Architecture and KRaft

This lecture introduces Kafka through a running case study. Across all six lectures of this module we hold a single scene: a fictional coffee shop chain called Brew, whose backend started life as a monolith, grew into five services, and ran into a queue. If you're a backend developer comfortable with HTTP and SQL but you've only seen Kafka in a README, this is your entry point.

Brew - a coffee shop that got stuck in a queue

Brew runs 80 cafes in a single city. The backend started as a monolith on PostgreSQL with one worker. When the mobile app launched and a partner program with couriers came online, the monolith broke apart into five services:

catalog-service - menus, prices, stock.
order-service - order intake.
kitchen-service - lives on the cafe side, prepares drinks.
courier-service - assigns couriers and coordinates delivery.
analytics-service - reports for management.

The services talked over HTTP. If the kitchen service fell, the order fell with it (nobody to confirm readiness). If payments fell, the order fell too (nobody to charge the card). The on-call engineer walked through the logs and killed stuck requests by hand. They installed RabbitMQ in its classic configuration (durable queues, competing consumers, no Streams and no quorum queues - those didn't exist in 2018 yet). Life got easier. Orders piled up in the queue and waited until the kitchen came back. The cascade stopped.
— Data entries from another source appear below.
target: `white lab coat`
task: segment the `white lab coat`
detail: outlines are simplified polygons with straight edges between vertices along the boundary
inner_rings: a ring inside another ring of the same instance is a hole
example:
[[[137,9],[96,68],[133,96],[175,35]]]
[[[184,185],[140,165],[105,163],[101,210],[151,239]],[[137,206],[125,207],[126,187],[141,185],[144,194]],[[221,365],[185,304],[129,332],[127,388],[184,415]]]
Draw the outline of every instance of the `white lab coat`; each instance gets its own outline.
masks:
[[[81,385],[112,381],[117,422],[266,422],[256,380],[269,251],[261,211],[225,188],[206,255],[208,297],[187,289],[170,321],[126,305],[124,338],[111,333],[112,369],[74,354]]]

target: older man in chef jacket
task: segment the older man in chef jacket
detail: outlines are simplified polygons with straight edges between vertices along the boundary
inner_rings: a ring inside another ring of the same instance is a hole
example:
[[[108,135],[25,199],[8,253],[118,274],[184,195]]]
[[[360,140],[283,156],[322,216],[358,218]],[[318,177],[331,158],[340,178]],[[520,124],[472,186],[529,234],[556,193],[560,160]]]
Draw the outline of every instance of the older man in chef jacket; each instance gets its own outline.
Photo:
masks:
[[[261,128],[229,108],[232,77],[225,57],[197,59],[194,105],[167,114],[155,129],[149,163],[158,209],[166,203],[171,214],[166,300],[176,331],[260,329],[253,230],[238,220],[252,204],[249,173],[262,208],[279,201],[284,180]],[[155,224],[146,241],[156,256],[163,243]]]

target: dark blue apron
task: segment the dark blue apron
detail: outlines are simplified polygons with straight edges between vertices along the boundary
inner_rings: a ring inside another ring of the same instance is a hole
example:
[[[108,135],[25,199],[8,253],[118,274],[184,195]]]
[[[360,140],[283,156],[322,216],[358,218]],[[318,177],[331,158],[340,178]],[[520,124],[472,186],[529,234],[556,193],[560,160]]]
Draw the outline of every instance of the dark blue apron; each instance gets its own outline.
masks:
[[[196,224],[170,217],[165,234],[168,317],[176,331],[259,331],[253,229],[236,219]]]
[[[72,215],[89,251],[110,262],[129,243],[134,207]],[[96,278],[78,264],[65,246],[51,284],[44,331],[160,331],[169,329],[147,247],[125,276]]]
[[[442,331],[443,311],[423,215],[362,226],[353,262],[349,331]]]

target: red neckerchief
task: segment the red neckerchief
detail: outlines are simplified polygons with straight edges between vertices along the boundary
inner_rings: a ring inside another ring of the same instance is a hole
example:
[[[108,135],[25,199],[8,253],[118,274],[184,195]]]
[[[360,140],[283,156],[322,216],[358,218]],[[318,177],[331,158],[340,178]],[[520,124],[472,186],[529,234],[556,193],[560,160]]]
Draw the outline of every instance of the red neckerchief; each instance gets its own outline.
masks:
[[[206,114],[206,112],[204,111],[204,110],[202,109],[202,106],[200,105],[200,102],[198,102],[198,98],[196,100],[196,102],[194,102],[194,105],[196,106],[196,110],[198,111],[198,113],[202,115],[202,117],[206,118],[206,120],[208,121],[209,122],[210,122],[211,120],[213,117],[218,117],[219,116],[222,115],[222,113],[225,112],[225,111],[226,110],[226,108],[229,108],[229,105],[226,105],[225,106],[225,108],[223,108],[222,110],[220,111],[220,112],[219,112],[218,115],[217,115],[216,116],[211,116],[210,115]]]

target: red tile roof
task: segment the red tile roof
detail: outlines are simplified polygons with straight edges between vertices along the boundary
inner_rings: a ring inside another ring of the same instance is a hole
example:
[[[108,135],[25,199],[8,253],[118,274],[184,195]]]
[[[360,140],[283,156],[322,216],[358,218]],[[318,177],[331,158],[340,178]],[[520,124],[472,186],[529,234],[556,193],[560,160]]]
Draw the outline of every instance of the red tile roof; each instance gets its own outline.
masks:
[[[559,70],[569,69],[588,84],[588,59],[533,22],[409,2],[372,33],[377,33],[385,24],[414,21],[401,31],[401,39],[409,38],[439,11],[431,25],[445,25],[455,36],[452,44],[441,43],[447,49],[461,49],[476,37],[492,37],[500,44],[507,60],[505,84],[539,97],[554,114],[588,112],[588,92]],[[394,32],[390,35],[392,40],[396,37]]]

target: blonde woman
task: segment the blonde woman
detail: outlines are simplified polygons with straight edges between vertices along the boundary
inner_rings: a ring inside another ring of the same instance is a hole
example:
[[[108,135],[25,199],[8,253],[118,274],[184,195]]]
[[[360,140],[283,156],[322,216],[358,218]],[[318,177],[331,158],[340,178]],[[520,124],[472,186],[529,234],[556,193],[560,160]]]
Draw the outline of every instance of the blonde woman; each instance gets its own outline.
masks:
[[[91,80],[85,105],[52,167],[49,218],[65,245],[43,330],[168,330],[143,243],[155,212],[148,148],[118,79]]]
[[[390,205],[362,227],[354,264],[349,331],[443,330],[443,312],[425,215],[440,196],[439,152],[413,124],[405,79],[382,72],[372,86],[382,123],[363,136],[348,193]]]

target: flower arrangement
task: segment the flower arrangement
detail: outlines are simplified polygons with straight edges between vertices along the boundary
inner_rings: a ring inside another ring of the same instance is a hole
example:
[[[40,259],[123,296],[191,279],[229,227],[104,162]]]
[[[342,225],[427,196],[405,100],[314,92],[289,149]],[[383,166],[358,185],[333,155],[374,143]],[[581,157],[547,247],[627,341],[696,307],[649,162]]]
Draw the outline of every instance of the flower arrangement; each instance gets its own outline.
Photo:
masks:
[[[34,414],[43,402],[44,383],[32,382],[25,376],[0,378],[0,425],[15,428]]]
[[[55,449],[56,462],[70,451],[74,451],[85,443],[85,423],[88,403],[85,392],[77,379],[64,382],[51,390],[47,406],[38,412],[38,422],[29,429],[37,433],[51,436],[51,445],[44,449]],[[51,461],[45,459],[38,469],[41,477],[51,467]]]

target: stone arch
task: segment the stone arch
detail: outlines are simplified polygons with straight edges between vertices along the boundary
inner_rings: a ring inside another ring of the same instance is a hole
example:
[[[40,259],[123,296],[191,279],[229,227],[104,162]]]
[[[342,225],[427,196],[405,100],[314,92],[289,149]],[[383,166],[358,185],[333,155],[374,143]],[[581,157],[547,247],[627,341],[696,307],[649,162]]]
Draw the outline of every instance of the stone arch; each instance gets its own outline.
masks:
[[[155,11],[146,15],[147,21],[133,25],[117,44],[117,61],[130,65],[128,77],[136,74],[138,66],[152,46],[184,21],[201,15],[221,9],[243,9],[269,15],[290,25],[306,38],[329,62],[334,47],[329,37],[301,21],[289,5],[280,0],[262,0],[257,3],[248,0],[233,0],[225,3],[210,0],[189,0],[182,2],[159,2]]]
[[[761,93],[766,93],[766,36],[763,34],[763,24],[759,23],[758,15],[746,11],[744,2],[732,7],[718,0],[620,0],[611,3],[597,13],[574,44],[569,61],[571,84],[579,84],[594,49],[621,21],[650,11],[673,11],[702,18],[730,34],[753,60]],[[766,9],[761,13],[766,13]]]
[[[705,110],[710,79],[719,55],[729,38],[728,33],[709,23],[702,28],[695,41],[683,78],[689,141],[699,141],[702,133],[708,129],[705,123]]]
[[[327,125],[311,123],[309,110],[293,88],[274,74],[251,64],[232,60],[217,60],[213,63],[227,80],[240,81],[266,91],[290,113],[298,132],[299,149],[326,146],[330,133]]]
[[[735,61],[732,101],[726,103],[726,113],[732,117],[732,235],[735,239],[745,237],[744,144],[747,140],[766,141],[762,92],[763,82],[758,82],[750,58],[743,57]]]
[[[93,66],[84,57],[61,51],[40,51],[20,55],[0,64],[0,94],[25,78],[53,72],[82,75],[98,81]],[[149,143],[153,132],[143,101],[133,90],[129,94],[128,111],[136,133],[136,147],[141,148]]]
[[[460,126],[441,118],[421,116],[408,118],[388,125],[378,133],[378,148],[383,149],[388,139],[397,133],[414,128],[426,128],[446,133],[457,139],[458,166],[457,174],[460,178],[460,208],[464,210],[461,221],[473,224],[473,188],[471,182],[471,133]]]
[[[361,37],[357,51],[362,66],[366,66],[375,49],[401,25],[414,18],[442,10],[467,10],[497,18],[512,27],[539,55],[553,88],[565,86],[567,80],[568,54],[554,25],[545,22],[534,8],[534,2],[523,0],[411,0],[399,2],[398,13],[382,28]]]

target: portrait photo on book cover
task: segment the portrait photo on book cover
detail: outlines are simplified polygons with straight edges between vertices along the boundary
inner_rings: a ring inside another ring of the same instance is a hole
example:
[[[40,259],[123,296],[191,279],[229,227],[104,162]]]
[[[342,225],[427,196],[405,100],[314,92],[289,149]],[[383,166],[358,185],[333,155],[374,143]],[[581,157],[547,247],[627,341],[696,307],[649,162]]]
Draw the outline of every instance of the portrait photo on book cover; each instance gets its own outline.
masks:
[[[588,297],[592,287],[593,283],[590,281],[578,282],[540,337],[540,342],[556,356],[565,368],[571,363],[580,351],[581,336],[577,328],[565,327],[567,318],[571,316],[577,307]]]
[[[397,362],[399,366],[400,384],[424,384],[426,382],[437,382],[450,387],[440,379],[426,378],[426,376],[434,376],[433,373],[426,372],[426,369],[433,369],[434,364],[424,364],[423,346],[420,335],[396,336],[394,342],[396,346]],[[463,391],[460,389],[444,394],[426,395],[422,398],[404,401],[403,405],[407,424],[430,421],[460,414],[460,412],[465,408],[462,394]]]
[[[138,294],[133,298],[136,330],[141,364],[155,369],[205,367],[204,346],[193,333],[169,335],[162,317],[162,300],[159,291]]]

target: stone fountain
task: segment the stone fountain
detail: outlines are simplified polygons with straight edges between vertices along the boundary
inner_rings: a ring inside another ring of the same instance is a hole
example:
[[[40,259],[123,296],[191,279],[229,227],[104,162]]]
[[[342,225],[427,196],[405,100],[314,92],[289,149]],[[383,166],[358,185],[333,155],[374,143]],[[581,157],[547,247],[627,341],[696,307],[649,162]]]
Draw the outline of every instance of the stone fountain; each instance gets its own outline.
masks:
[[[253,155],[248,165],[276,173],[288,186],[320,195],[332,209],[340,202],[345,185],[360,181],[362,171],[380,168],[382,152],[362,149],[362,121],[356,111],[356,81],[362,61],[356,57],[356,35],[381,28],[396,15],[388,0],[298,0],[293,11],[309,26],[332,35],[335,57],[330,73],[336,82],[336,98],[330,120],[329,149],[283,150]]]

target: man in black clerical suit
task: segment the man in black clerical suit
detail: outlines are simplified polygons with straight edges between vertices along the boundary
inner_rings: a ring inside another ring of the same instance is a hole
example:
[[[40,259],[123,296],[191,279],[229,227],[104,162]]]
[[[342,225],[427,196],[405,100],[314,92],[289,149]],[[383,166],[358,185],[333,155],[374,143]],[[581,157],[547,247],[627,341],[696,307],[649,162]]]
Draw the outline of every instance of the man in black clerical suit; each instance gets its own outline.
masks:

Six months of peace. Then the pain came back, just shaped differently.

First, the analytics team asked for a clickstream dump for the past three weeks. A classic RabbitMQ queue has nothing to re-read: a message is consumed and gone, no history. The team proposed duplicating everything to S3 in parallel with the queue. The result was two systems instead of one, plus the joys of bugs in keeping them in sync.

Second, they spun up a second instance of notification-service to handle peak load. RabbitMQ split messages between the two instances under competing consumers - each copy got its own subset. That works for email blasts. For a local cache, or for "every copy needs to see the whole stream" (fan-out to several independent subscribers), it doesn't.

Third, the queue filled up when a consumer fell behind. On default settings the queue grew in RAM, and on a broker restart some messages could land in the dead letter exchange.

Fourth, hooking up a new consumer meant declaring an exchange, a queue, a binding, and coordinating the schema with the producer team. Technically solvable. Organizationally, a bottleneck.

The realization: Brew needs an event log that can be re-read from any point, served to several independent consumers, and doesn't require schema coordination with the producer every time. That's Kafka. From here on - how it actually works.

The comparison here is to RabbitMQ in its classic configuration (durable queues, competing consumers). RabbitMQ Streams (since 3.9) and quorum queues have their own scenarios, partially covering the points above. This course focuses on the classic setup because that's what teams migrating to Kafka most often have in production.

What Kafka is

Kafka is a distributed append-only log. The word "log" trips people up: they think of a text file with errors, like /var/log/syslog. This is something else.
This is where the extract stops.